Die Kleinen haben schon die Schuluniform an, und die ersten Stellen sich in den Reihen auf.

Gegen 8 gibt es dann das erste Dal Bhat des Tages. Naja eigentlich schmeckt Dal Bhat echt gut. Es ist das Nationalgericht, und besteht aus Reis (=Bhat) mit einer Soße (=Dal), die irgendwie aus Linsen besteht, und Gemüse. Es schmeckt schon eher scharf, und wird landestypisch mit der Hand gegessen. Zuerst ist es etwas komisch, einfach so reinzumatschen, ist aber die beste Methode, den Reis mit der Soße zu vermischen, und wenn man die richtige Technik mit möglichst wenig Verlust auf dem Weg vom Teller in den Mund raushat, geht es echt gut. Wir desinfizieren uns auch vor dem Essen immer die Hände, da uns Händewaschen mit dem verkeimten Leitungswasser nicht allzu sinnvoll erscheint.

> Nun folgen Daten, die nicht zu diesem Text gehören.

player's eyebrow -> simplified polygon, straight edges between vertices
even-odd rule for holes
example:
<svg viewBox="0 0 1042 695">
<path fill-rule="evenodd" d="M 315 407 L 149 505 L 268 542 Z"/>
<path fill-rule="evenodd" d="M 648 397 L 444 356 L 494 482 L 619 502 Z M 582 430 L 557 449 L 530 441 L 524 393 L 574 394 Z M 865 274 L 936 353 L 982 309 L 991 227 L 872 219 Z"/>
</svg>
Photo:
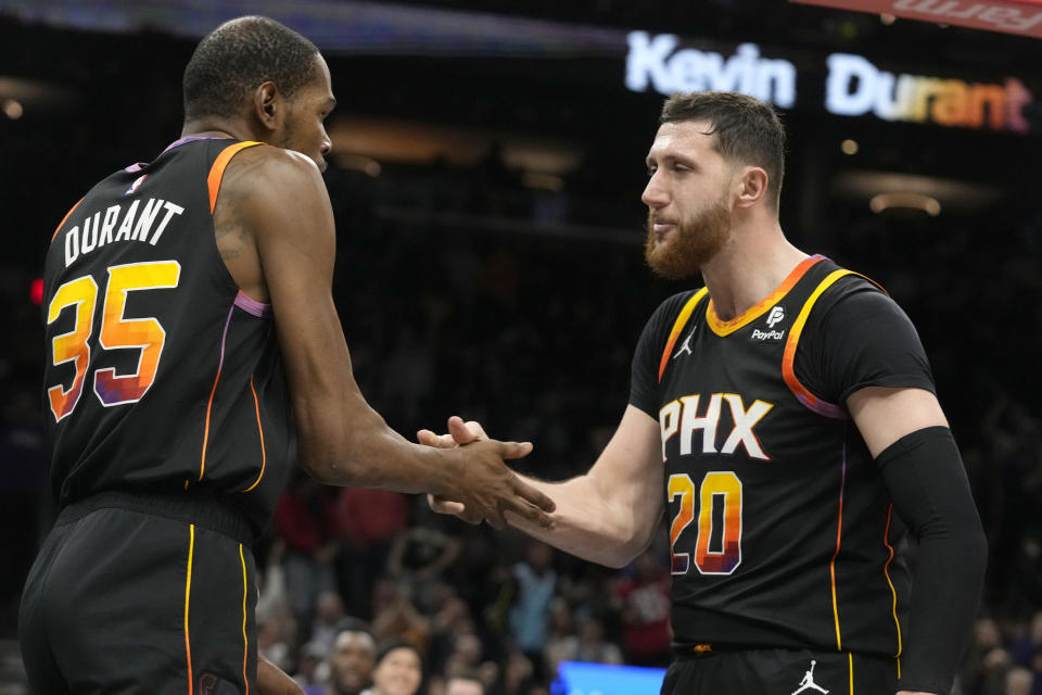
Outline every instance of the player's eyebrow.
<svg viewBox="0 0 1042 695">
<path fill-rule="evenodd" d="M 688 157 L 686 157 L 686 156 L 676 154 L 676 153 L 674 153 L 674 152 L 664 152 L 664 153 L 662 153 L 662 155 L 661 155 L 660 159 L 662 160 L 662 162 L 663 162 L 664 164 L 678 163 L 678 164 L 683 164 L 684 166 L 686 166 L 686 167 L 688 167 L 688 168 L 692 168 L 692 169 L 694 169 L 694 168 L 698 168 L 698 164 L 696 164 L 694 160 L 690 160 L 690 159 L 688 159 Z M 645 159 L 644 163 L 647 165 L 648 168 L 651 168 L 651 167 L 658 165 L 658 160 L 656 160 L 656 157 L 655 157 L 652 154 L 648 154 L 648 156 Z"/>
</svg>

Mittags gibt es dann sogenanntes Tiffin. Das kann alles Mögliche sein, von Teigtaschen über Kekse in Milch, bis zu gebratenem Reis. Normalerweise sind die Kinder bis nachmittags in der Schule, dann gibt es im Haus kein Tiffin. Während den Examen, wenn Ferien sind, oder wenn die Schule ausfällt, sind sie auch mittags schon da, dann essen sie hier ihr Tiffin und haben danach frei bis ca. um 16 Uhr. In dieser Zeit können wir die Kinder beschäftigen, und mit ihnen spielen.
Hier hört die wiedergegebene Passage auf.